13. (D) The conjugate base generated by the loss of the hydrogen ion through resonance 
increases the negative charge of the aromatic system. An electron-withdrawing group will 
stabilize this anion; however, an electron-donating group would have the opposite effect 
and make the acid weaker. The amino group is an electron-donating group. The amino 
group does not destabilize the aromatic system, and it is too small to create any significant 
steric hindrance.
14. (B) The triflate anion has the ability to exist in resonance forms with delocalization of 
the negative charge. This resonance stabilizes the structure, making it more stable than the 
hydroxide ion and a better leaving group.
15. (B) Here you have a six-carbon backbone with alternating single and double bonds. 
The bond between C(4) and C(5) is a single bond. Since there are sp2 bonds on either side 
of it, this bond has more s character than the sp3 hybrid bond in a normal alkane, and 
therefore it is shorter.
16. (A) The lone pair on the nitrogen resonates to form a double bond to the carbon, with 
one of the pairs from the double bond moving to the oxygen atom to give a stabilizing 
resonance form.
17. (A) The base is a catalyst in the hydrolysis of an ester because changing its concentra-
tion has no effect on the identity of the products of the reaction, and the base is not con-
sumed in the reaction. The conversion to the carboxylate ion is a distracter.
18. (D) Bonds 1 and 2 should be of equal length, since resonance will occur and they will 
be somewhere between a single and a double bond in length. The resonance makes bonds 
1 and 2 equal in length. Bond 3 is a double bond (without significant resonance) and will 
be shorter than bonds 1 and 2.
19. (A) The hydrogen labeled 3 will have the weakest bond (making it the most acidic) 

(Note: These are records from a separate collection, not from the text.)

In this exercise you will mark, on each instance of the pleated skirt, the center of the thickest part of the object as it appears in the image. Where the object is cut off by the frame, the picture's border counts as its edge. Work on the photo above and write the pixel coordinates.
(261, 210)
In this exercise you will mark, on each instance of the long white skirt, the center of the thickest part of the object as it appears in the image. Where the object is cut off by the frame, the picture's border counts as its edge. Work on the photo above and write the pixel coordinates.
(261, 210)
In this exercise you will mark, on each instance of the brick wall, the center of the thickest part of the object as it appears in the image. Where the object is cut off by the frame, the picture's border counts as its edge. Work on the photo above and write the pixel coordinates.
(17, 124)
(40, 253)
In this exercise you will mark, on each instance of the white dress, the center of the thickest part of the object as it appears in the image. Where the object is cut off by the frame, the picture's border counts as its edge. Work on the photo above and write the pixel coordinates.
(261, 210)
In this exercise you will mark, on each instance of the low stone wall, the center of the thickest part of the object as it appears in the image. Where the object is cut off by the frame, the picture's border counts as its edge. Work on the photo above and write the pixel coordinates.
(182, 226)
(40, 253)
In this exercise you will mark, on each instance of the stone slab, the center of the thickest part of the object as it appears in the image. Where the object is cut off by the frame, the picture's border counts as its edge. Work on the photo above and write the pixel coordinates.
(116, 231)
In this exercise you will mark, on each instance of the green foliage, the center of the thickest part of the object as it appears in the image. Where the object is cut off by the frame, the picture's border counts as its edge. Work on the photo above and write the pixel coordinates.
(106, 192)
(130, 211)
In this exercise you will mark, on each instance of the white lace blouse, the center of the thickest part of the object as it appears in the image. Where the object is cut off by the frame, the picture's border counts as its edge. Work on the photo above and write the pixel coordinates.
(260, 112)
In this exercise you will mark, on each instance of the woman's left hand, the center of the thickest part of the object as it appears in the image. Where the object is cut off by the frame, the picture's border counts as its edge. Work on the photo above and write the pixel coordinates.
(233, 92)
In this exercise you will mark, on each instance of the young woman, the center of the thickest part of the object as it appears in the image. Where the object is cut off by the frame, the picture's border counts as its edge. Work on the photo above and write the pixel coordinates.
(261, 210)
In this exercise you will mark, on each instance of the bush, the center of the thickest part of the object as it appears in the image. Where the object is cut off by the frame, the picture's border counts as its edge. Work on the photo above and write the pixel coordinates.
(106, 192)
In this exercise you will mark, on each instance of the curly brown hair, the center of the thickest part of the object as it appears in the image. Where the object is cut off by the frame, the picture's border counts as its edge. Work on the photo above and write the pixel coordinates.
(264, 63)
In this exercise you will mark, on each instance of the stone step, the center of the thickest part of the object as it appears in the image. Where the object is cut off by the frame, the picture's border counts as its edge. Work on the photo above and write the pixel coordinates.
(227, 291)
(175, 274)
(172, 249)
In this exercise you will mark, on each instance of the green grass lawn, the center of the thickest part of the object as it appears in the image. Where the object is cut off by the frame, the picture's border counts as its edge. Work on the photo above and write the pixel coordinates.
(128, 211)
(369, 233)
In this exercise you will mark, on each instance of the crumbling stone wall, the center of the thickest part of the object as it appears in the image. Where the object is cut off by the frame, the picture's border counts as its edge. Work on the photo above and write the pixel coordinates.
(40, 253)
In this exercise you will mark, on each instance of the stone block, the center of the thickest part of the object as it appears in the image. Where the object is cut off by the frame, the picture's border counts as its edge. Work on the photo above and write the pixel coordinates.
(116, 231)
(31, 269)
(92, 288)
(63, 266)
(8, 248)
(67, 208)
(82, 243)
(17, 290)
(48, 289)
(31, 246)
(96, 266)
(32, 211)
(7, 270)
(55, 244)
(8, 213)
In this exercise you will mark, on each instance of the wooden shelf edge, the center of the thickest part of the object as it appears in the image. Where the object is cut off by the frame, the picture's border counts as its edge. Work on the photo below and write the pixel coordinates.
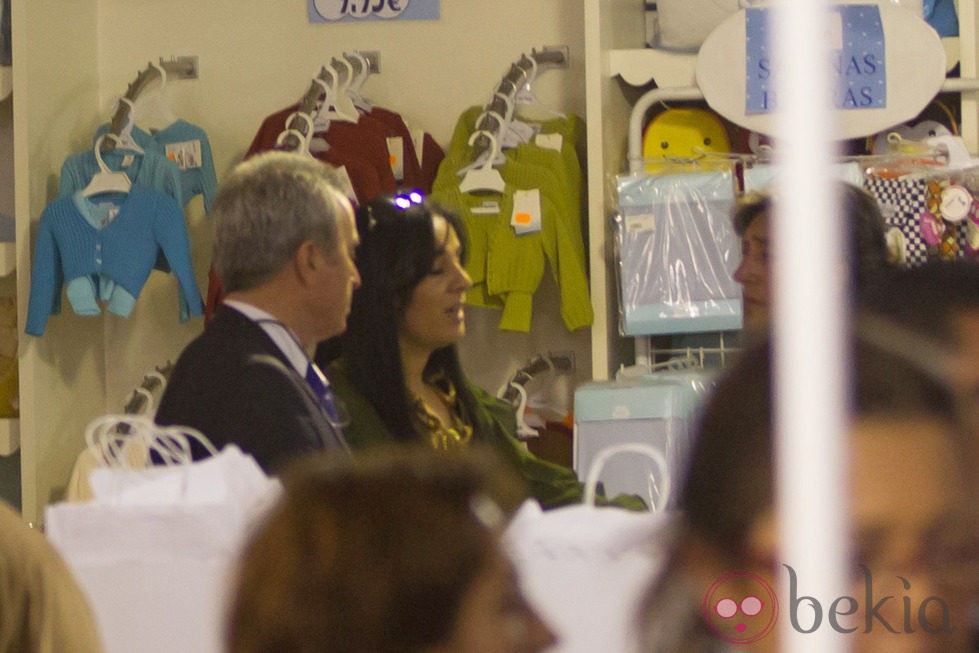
(9, 435)
(8, 258)
(639, 66)
(6, 82)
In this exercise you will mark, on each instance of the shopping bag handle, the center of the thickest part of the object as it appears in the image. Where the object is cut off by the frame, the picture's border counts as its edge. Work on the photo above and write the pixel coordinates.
(114, 447)
(662, 489)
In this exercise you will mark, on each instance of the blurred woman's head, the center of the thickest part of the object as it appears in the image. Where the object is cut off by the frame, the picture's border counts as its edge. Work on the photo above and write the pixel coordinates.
(398, 551)
(866, 251)
(908, 497)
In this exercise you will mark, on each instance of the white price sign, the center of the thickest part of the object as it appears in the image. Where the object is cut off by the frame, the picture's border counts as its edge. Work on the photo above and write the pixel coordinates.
(355, 10)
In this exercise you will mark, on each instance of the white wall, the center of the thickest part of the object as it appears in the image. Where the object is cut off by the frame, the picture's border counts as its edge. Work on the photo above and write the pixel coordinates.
(257, 57)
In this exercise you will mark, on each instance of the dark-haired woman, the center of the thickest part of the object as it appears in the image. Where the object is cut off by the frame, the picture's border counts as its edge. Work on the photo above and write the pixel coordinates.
(398, 373)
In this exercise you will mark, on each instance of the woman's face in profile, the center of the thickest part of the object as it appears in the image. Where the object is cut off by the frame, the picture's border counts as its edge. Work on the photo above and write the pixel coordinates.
(494, 616)
(435, 315)
(753, 274)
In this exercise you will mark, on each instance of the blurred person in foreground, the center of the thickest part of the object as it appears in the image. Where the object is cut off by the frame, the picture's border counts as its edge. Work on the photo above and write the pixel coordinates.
(396, 551)
(866, 249)
(911, 515)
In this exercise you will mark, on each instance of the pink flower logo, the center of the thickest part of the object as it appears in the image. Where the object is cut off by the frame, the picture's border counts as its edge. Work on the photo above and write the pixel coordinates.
(740, 607)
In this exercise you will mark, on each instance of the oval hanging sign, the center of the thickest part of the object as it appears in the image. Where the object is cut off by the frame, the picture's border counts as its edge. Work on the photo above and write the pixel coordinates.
(887, 63)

because of the two carbonyl oxygen withdrawing electron density. In addition, the loss of 
an H+ from position 3 leaves a resonance-stabilized carbanion. The presence of the two 
adjacent carbonyls is responsible for the resonance stabilization. The H at position 2 is more 
acidic than the H at position 1 than the H at position 4 because of the high electronegativity 
of the fluorine. The adjacent carbonyl, because of resonance, makes the hydrogen at position 
2 more acidic than the hydrogen at position 1.